Monday, December 18, 2017
As a way to introduce the art element of space - or in this case, depth - first graders created these winter landscapes. The concepts of overlapping (the snow covered hills) and making our trees and footprints smaller as they get farther away are both used to imply this sense of depth. Students also begin to learn about the value of using guidelines (they used one to position their rows of footprints) in setting up an artwork.
We started by drawing simple overlapping hills along the bottom of our black 12x18 construction paper, leaving thick lines between the different hills to emphasize depth, and filling in the hills with white oil pastel. In the same session, we used white acrylic paint and small brushes to make stars in our skies.
In the second session, after a quick demonstration of how to apply and smear the soft pastels, and with a background video of different Northern Lights from around the world, students added the Northern Lights to their paper. Yes, I'm biased, but I think these came out really nice!
After reading Jan Brett's The Mitten, a richly-illustrated adaptation of a Ukrainian folktale about a boy whose lost white mitten becomes a temporary home to woodland animals large and small, kindergarteners created their own pair of mittens from a piece of cardstock and mitten tracers I provide. We use this lesson as a first opportunity to talk about pattern - not just in art, but in math and music, too. The students then add patterns (of lines, shapes, or colors) and color their mittens "as colorfully as possible, so they can't get lost in the snow." In a second session, we glue our mittens to a blue background and fill it with snowflakes using oil pastels (and one pre-cut snowflake I provide).
In the mid-nineteenth century, Japanese fisherman created Gyotaku or "fish rubbing" as a way to document their catches. One side of the fish was coated with ink and covered in rice paper, and then the paper was rubbed to transfer the image of the fish. This practice eventually blossomed into a form of fine art and an alternative to taxidermy for many sport fishermen.
Our fourth graders tried their hands at Gyotaku using several life-sized, realistic rubber fish I purchased online (the piranha is especially popular!). We spent a day viewing some short videos showing real Gyotaku artists at work and then I demonstrate how to make a print with one or two of our "fish." On the second day of the unit, after a quick review of the method, the students created multiple prints with the goal of improving with each print, so that they had at least one or two "keepers." On a third day, we added realistic eyes with Sharpie and white acrylic paint for the reflection, as well other colors with watercolor paints.
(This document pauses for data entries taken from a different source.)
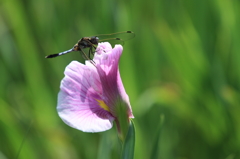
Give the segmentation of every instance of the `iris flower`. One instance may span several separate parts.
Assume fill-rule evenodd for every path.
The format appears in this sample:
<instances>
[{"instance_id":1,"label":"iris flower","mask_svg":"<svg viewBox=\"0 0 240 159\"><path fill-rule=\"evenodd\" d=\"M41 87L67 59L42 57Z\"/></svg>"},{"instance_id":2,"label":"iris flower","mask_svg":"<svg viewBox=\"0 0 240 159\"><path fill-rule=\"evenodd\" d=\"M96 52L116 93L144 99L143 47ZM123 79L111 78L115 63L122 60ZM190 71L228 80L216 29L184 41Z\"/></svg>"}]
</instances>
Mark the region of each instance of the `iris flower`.
<instances>
[{"instance_id":1,"label":"iris flower","mask_svg":"<svg viewBox=\"0 0 240 159\"><path fill-rule=\"evenodd\" d=\"M111 129L118 132L129 124L132 114L118 63L123 47L99 43L93 61L72 61L65 69L58 94L57 111L69 126L83 132Z\"/></svg>"}]
</instances>

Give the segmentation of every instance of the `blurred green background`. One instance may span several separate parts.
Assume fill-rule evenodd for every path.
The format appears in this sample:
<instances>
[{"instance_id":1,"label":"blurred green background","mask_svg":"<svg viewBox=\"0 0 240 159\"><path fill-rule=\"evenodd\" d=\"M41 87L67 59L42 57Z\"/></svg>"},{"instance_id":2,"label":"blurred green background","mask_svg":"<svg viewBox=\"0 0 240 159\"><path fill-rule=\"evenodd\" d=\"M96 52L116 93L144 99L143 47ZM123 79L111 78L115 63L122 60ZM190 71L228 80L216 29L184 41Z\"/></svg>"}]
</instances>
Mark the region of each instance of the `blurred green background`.
<instances>
[{"instance_id":1,"label":"blurred green background","mask_svg":"<svg viewBox=\"0 0 240 159\"><path fill-rule=\"evenodd\" d=\"M0 1L0 158L117 159L116 128L83 133L56 112L81 37L131 30L120 71L135 159L240 158L239 0Z\"/></svg>"}]
</instances>

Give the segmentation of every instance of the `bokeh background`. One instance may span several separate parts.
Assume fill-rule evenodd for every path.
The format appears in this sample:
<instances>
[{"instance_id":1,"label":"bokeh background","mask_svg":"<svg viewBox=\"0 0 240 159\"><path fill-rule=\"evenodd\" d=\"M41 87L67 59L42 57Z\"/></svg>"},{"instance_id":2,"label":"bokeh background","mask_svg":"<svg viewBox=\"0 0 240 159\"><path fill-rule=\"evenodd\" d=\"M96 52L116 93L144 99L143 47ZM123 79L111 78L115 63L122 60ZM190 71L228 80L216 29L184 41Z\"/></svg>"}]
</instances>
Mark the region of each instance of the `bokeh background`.
<instances>
[{"instance_id":1,"label":"bokeh background","mask_svg":"<svg viewBox=\"0 0 240 159\"><path fill-rule=\"evenodd\" d=\"M120 71L135 159L240 158L240 1L0 1L0 158L117 159L116 128L83 133L56 112L78 39L131 30Z\"/></svg>"}]
</instances>

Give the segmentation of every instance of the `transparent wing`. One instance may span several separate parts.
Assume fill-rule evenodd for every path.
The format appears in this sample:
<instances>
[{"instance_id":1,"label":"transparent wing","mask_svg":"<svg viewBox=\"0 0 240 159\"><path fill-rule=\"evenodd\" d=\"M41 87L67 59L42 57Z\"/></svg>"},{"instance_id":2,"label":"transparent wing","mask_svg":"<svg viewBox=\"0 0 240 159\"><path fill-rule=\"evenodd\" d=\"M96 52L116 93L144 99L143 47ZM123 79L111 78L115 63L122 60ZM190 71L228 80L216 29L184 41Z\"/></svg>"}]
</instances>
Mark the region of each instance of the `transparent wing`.
<instances>
[{"instance_id":1,"label":"transparent wing","mask_svg":"<svg viewBox=\"0 0 240 159\"><path fill-rule=\"evenodd\" d=\"M111 34L100 34L96 35L99 38L99 42L103 41L127 41L135 37L135 33L132 31L123 31L123 32L117 32L117 33L111 33Z\"/></svg>"}]
</instances>

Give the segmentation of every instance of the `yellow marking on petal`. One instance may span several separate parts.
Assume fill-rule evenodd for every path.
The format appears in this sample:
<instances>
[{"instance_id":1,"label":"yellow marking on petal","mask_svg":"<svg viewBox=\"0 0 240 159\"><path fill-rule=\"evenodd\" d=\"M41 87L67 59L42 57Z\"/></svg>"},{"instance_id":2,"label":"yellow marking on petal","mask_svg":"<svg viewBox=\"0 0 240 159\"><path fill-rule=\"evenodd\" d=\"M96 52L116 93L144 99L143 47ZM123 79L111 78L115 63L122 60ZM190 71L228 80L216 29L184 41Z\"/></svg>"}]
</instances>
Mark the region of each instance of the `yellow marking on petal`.
<instances>
[{"instance_id":1,"label":"yellow marking on petal","mask_svg":"<svg viewBox=\"0 0 240 159\"><path fill-rule=\"evenodd\" d=\"M96 101L98 102L98 104L100 105L101 108L103 108L104 110L110 112L109 107L104 103L103 100L97 100L97 99L96 99Z\"/></svg>"}]
</instances>

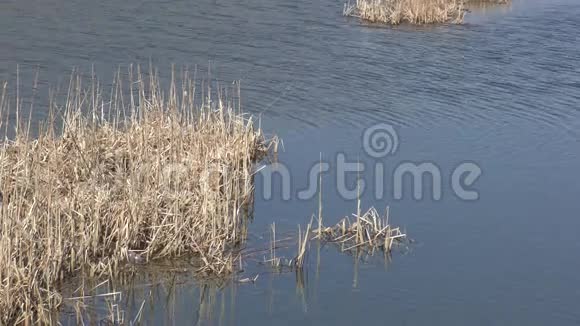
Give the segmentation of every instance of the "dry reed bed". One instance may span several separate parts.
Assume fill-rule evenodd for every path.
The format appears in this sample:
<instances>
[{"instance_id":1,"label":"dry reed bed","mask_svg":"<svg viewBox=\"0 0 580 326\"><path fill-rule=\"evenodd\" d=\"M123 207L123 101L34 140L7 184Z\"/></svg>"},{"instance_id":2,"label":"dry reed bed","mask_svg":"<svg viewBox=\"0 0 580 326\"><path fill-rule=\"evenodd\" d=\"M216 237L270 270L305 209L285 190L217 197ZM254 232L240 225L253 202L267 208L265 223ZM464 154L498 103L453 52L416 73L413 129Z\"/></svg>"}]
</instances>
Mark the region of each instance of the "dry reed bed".
<instances>
[{"instance_id":1,"label":"dry reed bed","mask_svg":"<svg viewBox=\"0 0 580 326\"><path fill-rule=\"evenodd\" d=\"M509 0L355 0L344 5L345 16L371 23L399 25L463 22L466 4L505 4Z\"/></svg>"},{"instance_id":2,"label":"dry reed bed","mask_svg":"<svg viewBox=\"0 0 580 326\"><path fill-rule=\"evenodd\" d=\"M72 78L38 138L29 121L0 144L0 324L44 320L60 281L114 275L135 252L195 254L200 272L232 271L227 248L244 239L253 163L270 142L235 103L209 89L196 101L187 74L168 92L153 74L132 76L106 99ZM0 95L6 127L6 84Z\"/></svg>"},{"instance_id":3,"label":"dry reed bed","mask_svg":"<svg viewBox=\"0 0 580 326\"><path fill-rule=\"evenodd\" d=\"M312 227L314 216L307 224L303 232L298 226L297 253L294 258L287 260L276 254L277 248L288 247L292 238L276 239L276 224L270 227L270 257L264 258L264 263L280 270L283 267L290 267L300 270L304 267L306 255L308 254L308 244L311 240L339 244L344 253L353 253L359 256L361 252L373 255L376 250L381 250L388 254L393 250L393 246L407 240L407 234L401 231L400 227L389 224L389 209L382 217L378 211L372 207L365 213L353 214L351 217L344 217L331 227L322 225L319 215L319 225L316 229Z\"/></svg>"},{"instance_id":4,"label":"dry reed bed","mask_svg":"<svg viewBox=\"0 0 580 326\"><path fill-rule=\"evenodd\" d=\"M356 0L344 15L391 25L461 23L465 10L463 0Z\"/></svg>"}]
</instances>

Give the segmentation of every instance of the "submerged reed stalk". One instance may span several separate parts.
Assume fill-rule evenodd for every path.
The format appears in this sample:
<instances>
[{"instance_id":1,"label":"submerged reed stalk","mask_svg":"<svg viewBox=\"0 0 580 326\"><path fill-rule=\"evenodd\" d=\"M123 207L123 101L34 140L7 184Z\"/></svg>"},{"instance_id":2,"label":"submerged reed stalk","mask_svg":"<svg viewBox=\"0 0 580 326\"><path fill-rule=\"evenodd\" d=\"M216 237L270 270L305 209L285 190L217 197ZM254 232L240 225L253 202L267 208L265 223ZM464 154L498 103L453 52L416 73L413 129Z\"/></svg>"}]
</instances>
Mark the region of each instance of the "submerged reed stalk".
<instances>
[{"instance_id":1,"label":"submerged reed stalk","mask_svg":"<svg viewBox=\"0 0 580 326\"><path fill-rule=\"evenodd\" d=\"M399 25L461 23L463 0L355 0L344 6L344 15L372 23Z\"/></svg>"},{"instance_id":2,"label":"submerged reed stalk","mask_svg":"<svg viewBox=\"0 0 580 326\"><path fill-rule=\"evenodd\" d=\"M28 122L0 143L0 324L45 320L60 281L127 260L193 254L200 272L231 272L270 142L234 101L209 88L196 101L187 73L167 92L149 76L130 71L106 98L75 76L37 138ZM0 126L12 128L20 105L6 90Z\"/></svg>"},{"instance_id":3,"label":"submerged reed stalk","mask_svg":"<svg viewBox=\"0 0 580 326\"><path fill-rule=\"evenodd\" d=\"M322 239L340 243L343 252L379 248L388 253L395 243L407 237L399 227L389 224L388 212L387 209L386 216L381 217L375 208L371 208L364 214L356 214L352 222L345 217L335 226L323 228Z\"/></svg>"}]
</instances>

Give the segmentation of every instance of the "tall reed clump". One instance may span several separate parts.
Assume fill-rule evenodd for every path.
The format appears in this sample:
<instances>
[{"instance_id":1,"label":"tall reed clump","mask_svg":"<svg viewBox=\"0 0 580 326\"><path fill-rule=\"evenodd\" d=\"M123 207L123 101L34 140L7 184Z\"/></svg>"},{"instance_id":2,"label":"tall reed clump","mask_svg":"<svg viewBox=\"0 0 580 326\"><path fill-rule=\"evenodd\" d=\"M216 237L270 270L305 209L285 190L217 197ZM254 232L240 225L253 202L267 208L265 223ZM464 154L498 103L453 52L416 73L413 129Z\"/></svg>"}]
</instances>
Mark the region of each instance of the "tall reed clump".
<instances>
[{"instance_id":1,"label":"tall reed clump","mask_svg":"<svg viewBox=\"0 0 580 326\"><path fill-rule=\"evenodd\" d=\"M399 25L461 23L463 0L355 0L345 4L344 15L372 23Z\"/></svg>"},{"instance_id":2,"label":"tall reed clump","mask_svg":"<svg viewBox=\"0 0 580 326\"><path fill-rule=\"evenodd\" d=\"M130 69L106 98L98 82L74 76L38 137L30 121L5 134L0 324L44 320L61 303L59 282L115 274L134 251L193 254L208 274L233 268L228 248L244 239L253 163L271 141L235 101L196 90L187 73L167 91L148 76ZM11 128L21 105L6 84L0 92L0 121Z\"/></svg>"}]
</instances>

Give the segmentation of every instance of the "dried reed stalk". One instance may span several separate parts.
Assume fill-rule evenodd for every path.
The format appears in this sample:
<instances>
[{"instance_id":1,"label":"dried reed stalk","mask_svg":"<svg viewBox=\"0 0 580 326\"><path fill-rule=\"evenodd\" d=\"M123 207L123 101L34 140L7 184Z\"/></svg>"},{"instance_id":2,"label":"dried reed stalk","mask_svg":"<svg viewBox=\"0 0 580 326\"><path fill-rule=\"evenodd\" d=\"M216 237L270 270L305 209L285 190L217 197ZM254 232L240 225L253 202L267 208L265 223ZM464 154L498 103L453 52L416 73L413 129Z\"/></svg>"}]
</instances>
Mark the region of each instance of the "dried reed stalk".
<instances>
[{"instance_id":1,"label":"dried reed stalk","mask_svg":"<svg viewBox=\"0 0 580 326\"><path fill-rule=\"evenodd\" d=\"M355 0L344 6L345 16L372 23L399 25L462 23L463 0Z\"/></svg>"},{"instance_id":2,"label":"dried reed stalk","mask_svg":"<svg viewBox=\"0 0 580 326\"><path fill-rule=\"evenodd\" d=\"M232 270L226 248L243 241L269 141L221 93L196 101L187 72L167 92L152 72L128 75L107 99L73 76L38 138L29 121L0 143L0 324L42 321L61 303L59 281L115 274L131 257L194 254L200 272ZM0 91L7 128L20 104Z\"/></svg>"}]
</instances>

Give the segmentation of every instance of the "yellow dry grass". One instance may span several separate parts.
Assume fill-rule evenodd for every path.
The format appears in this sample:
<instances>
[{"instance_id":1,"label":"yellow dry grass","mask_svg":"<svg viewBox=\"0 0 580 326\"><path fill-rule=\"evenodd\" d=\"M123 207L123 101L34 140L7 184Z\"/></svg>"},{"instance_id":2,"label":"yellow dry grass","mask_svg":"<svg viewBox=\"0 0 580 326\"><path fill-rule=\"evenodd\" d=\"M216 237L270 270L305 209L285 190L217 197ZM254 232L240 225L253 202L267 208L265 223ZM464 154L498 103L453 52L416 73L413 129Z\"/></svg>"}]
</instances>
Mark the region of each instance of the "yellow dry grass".
<instances>
[{"instance_id":1,"label":"yellow dry grass","mask_svg":"<svg viewBox=\"0 0 580 326\"><path fill-rule=\"evenodd\" d=\"M464 14L463 0L356 0L344 8L346 16L391 25L461 23Z\"/></svg>"},{"instance_id":2,"label":"yellow dry grass","mask_svg":"<svg viewBox=\"0 0 580 326\"><path fill-rule=\"evenodd\" d=\"M148 75L131 72L106 97L74 77L37 138L18 123L0 143L0 324L45 320L61 303L59 282L115 274L134 252L193 254L202 273L231 272L253 163L270 142L236 103L205 87L196 101L188 74L167 91ZM12 128L20 105L6 84L0 92L0 121Z\"/></svg>"}]
</instances>

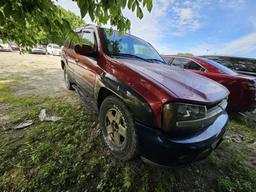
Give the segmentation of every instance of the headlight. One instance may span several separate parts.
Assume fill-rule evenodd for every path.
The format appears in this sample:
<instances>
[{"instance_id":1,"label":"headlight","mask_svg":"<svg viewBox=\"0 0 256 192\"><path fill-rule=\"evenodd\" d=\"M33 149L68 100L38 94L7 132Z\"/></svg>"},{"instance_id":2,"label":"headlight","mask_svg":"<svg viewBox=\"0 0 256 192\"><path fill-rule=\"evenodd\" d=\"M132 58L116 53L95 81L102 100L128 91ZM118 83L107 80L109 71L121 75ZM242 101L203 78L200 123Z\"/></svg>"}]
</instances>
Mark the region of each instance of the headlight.
<instances>
[{"instance_id":1,"label":"headlight","mask_svg":"<svg viewBox=\"0 0 256 192\"><path fill-rule=\"evenodd\" d=\"M203 105L176 104L177 121L202 119L206 116L207 108Z\"/></svg>"},{"instance_id":2,"label":"headlight","mask_svg":"<svg viewBox=\"0 0 256 192\"><path fill-rule=\"evenodd\" d=\"M169 103L163 109L163 130L171 132L176 128L176 122L193 121L205 118L207 108L204 105Z\"/></svg>"}]
</instances>

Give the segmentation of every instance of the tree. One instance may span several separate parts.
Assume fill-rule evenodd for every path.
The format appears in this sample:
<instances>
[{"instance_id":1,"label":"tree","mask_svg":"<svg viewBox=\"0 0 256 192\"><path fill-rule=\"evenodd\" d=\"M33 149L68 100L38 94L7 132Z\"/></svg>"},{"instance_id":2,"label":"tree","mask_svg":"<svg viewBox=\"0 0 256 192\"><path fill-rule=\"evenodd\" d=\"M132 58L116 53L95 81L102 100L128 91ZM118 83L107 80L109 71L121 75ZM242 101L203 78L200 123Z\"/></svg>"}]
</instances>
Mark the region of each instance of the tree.
<instances>
[{"instance_id":1,"label":"tree","mask_svg":"<svg viewBox=\"0 0 256 192\"><path fill-rule=\"evenodd\" d=\"M123 16L125 8L136 11L143 17L142 7L152 10L152 0L75 0L81 17L89 15L97 24L110 23L124 32L130 29L130 21ZM60 41L63 36L78 39L73 29L73 16L58 7L52 0L1 0L0 37L14 40L29 48L47 37L49 41ZM71 19L70 19L71 18ZM78 22L78 24L80 24Z\"/></svg>"}]
</instances>

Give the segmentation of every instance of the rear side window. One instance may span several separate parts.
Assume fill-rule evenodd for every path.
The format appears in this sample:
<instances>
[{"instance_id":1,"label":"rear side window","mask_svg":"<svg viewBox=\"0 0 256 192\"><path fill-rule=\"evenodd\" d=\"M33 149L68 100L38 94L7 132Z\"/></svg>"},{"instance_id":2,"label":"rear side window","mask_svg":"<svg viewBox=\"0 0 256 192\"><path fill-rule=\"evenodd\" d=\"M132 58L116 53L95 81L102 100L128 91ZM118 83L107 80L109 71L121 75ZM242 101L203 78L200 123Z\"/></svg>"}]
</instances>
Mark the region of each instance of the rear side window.
<instances>
[{"instance_id":1,"label":"rear side window","mask_svg":"<svg viewBox=\"0 0 256 192\"><path fill-rule=\"evenodd\" d=\"M191 61L190 59L185 59L185 58L175 58L172 62L172 65L179 66L184 69L206 71L203 67L201 67L194 61Z\"/></svg>"}]
</instances>

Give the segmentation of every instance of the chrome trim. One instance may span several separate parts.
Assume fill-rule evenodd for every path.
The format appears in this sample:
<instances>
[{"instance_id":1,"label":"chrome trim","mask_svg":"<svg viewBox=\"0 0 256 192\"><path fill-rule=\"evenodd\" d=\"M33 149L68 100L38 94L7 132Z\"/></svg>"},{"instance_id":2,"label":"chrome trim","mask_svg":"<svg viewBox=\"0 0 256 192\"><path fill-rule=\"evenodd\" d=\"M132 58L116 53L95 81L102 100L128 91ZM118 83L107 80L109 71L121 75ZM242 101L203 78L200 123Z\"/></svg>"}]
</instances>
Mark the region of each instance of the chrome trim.
<instances>
[{"instance_id":1,"label":"chrome trim","mask_svg":"<svg viewBox=\"0 0 256 192\"><path fill-rule=\"evenodd\" d=\"M228 102L226 99L224 99L222 102L220 102L217 106L208 109L207 115L204 118L196 119L196 120L189 120L189 121L178 121L176 122L177 128L199 128L199 127L205 127L210 124L212 124L219 115L221 115L226 107L228 105Z\"/></svg>"}]
</instances>

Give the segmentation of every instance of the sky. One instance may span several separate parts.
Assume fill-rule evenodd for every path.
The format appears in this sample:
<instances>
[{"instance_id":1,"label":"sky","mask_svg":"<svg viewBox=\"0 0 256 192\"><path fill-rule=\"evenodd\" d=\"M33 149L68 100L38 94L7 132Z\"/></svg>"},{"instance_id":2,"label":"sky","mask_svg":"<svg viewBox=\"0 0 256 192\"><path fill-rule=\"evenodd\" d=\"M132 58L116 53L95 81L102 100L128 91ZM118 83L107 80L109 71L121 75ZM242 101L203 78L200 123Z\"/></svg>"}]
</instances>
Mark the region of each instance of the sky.
<instances>
[{"instance_id":1,"label":"sky","mask_svg":"<svg viewBox=\"0 0 256 192\"><path fill-rule=\"evenodd\" d=\"M58 0L80 16L75 2ZM153 0L143 19L128 9L131 34L161 54L231 55L256 58L256 0ZM92 23L90 18L84 18Z\"/></svg>"}]
</instances>

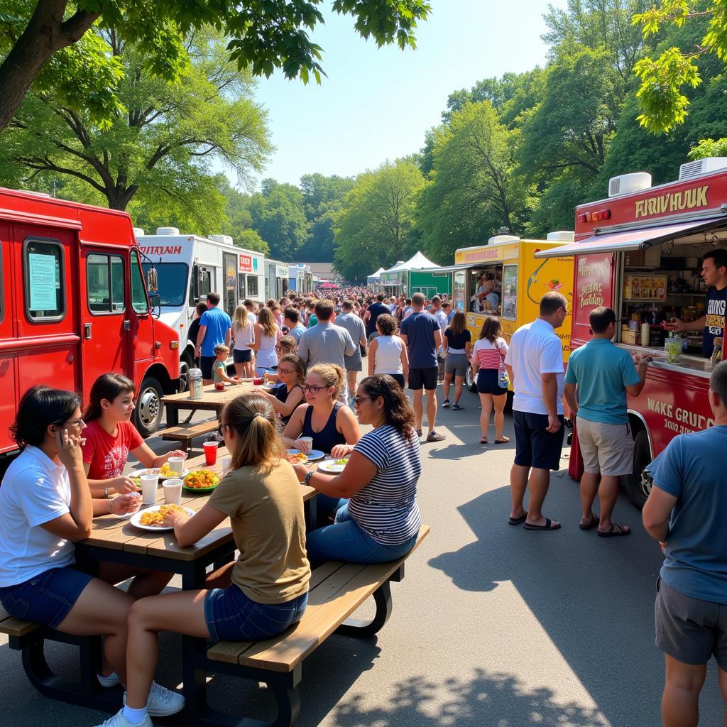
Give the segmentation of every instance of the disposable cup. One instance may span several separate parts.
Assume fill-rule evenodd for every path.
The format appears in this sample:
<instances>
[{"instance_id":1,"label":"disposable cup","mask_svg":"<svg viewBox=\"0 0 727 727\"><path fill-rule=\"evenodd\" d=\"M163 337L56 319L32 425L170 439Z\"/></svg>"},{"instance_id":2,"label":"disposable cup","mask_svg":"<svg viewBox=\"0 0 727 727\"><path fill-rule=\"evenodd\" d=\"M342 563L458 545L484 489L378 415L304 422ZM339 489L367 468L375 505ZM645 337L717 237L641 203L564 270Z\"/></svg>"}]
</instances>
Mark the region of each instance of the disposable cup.
<instances>
[{"instance_id":1,"label":"disposable cup","mask_svg":"<svg viewBox=\"0 0 727 727\"><path fill-rule=\"evenodd\" d=\"M181 475L184 472L185 457L170 457L169 459L169 469L172 472L176 472L177 475Z\"/></svg>"},{"instance_id":2,"label":"disposable cup","mask_svg":"<svg viewBox=\"0 0 727 727\"><path fill-rule=\"evenodd\" d=\"M161 483L164 490L164 505L179 505L182 502L182 480L172 477Z\"/></svg>"},{"instance_id":3,"label":"disposable cup","mask_svg":"<svg viewBox=\"0 0 727 727\"><path fill-rule=\"evenodd\" d=\"M158 475L142 475L141 501L144 505L153 505L156 502L156 488L159 483Z\"/></svg>"},{"instance_id":4,"label":"disposable cup","mask_svg":"<svg viewBox=\"0 0 727 727\"><path fill-rule=\"evenodd\" d=\"M207 467L212 467L217 461L217 443L205 442L203 446L204 448L204 461Z\"/></svg>"}]
</instances>

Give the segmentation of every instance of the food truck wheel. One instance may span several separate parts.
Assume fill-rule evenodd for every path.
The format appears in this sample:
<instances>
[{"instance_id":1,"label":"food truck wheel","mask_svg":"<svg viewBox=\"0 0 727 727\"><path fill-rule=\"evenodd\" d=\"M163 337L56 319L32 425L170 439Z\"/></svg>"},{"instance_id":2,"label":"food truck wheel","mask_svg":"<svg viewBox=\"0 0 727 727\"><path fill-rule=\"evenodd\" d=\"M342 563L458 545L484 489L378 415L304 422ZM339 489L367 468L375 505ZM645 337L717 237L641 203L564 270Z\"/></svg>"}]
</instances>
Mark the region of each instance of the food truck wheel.
<instances>
[{"instance_id":1,"label":"food truck wheel","mask_svg":"<svg viewBox=\"0 0 727 727\"><path fill-rule=\"evenodd\" d=\"M629 502L640 510L651 491L651 478L644 472L651 461L651 450L648 446L648 435L642 429L634 439L633 473L623 478L624 489Z\"/></svg>"},{"instance_id":2,"label":"food truck wheel","mask_svg":"<svg viewBox=\"0 0 727 727\"><path fill-rule=\"evenodd\" d=\"M148 437L159 428L164 409L161 397L164 395L161 384L153 376L144 379L139 390L134 424L142 437Z\"/></svg>"}]
</instances>

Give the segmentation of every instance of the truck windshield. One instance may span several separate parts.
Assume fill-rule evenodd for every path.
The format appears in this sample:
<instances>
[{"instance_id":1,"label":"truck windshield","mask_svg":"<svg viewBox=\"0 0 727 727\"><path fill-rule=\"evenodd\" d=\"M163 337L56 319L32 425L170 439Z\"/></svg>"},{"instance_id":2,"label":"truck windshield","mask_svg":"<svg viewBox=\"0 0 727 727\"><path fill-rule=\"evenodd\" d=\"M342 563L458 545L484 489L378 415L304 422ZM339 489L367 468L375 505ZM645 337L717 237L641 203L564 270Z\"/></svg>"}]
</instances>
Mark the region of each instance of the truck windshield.
<instances>
[{"instance_id":1,"label":"truck windshield","mask_svg":"<svg viewBox=\"0 0 727 727\"><path fill-rule=\"evenodd\" d=\"M156 268L161 305L182 305L186 302L188 268L185 263L142 262L142 268L145 275L150 268Z\"/></svg>"}]
</instances>

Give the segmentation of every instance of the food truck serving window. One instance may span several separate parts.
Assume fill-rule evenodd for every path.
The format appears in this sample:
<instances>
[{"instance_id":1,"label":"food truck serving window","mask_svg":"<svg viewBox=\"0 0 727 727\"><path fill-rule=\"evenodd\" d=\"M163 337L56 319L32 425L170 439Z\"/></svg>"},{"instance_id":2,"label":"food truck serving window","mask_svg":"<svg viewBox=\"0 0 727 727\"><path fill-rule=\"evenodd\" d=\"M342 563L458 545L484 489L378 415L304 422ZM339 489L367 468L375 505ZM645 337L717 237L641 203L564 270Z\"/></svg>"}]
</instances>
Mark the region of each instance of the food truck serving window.
<instances>
[{"instance_id":1,"label":"food truck serving window","mask_svg":"<svg viewBox=\"0 0 727 727\"><path fill-rule=\"evenodd\" d=\"M120 313L124 303L124 258L93 253L86 260L86 290L92 313Z\"/></svg>"},{"instance_id":2,"label":"food truck serving window","mask_svg":"<svg viewBox=\"0 0 727 727\"><path fill-rule=\"evenodd\" d=\"M65 315L65 290L60 243L27 238L23 247L25 315L31 321L62 320Z\"/></svg>"}]
</instances>

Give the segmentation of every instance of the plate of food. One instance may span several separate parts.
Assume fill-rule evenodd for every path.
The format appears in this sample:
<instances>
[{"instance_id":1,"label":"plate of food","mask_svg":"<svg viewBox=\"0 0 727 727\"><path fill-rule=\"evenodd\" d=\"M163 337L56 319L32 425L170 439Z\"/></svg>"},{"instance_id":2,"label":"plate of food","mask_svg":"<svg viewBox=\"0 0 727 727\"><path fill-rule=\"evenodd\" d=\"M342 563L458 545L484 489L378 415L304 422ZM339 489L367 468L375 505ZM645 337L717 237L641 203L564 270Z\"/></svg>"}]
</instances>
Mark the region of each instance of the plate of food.
<instances>
[{"instance_id":1,"label":"plate of food","mask_svg":"<svg viewBox=\"0 0 727 727\"><path fill-rule=\"evenodd\" d=\"M156 533L165 530L174 530L174 528L163 525L164 515L168 513L186 513L190 518L194 515L194 510L189 507L182 507L178 505L155 505L145 510L140 510L132 515L132 525L141 530L148 530Z\"/></svg>"},{"instance_id":2,"label":"plate of food","mask_svg":"<svg viewBox=\"0 0 727 727\"><path fill-rule=\"evenodd\" d=\"M184 478L182 487L190 492L212 492L220 484L220 476L211 470L197 470Z\"/></svg>"},{"instance_id":3,"label":"plate of food","mask_svg":"<svg viewBox=\"0 0 727 727\"><path fill-rule=\"evenodd\" d=\"M326 459L318 465L318 471L327 472L331 475L340 475L343 472L343 468L348 462L348 457L342 457L340 459Z\"/></svg>"}]
</instances>

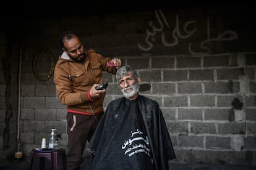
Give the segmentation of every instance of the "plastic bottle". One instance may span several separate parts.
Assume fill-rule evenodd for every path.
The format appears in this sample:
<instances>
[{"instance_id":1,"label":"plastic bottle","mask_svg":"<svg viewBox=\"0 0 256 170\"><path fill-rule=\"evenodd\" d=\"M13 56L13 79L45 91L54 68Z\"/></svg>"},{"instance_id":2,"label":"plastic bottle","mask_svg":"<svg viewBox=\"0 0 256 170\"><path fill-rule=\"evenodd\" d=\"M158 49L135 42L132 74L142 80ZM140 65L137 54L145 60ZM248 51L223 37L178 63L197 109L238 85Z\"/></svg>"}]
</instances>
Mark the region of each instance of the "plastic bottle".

Thanks to a translator on Google, we also signed our prints with the Japanese version of our names.
I was impressed by how many of the students quickly mastered how much paint to use and the type of careful, even rubbing required to make a print with a lot of detail. I've been doing this lesson for a few years now, and these were some of the best prints yet!
Having learned about color value in 2nd grade, students painted these silhouettes set against a background of the sun shining down through the sea. They painted the color values first by starting with a white sun near the center and adding increasing amounts of blue to their white acrylic paint. In a second session, with the aid of some sea turtle examples on the Smartboard and a quick lesson in drawing one from shapes, students added the turtles and surrounded them with an outline of rock and "coral." In a third class, the 3rd graders filled in their drawings with black acrylic paint, using small brushes for the more detailed parts of their turtles and coral. As usual, the students rose to the challenge of this involved project!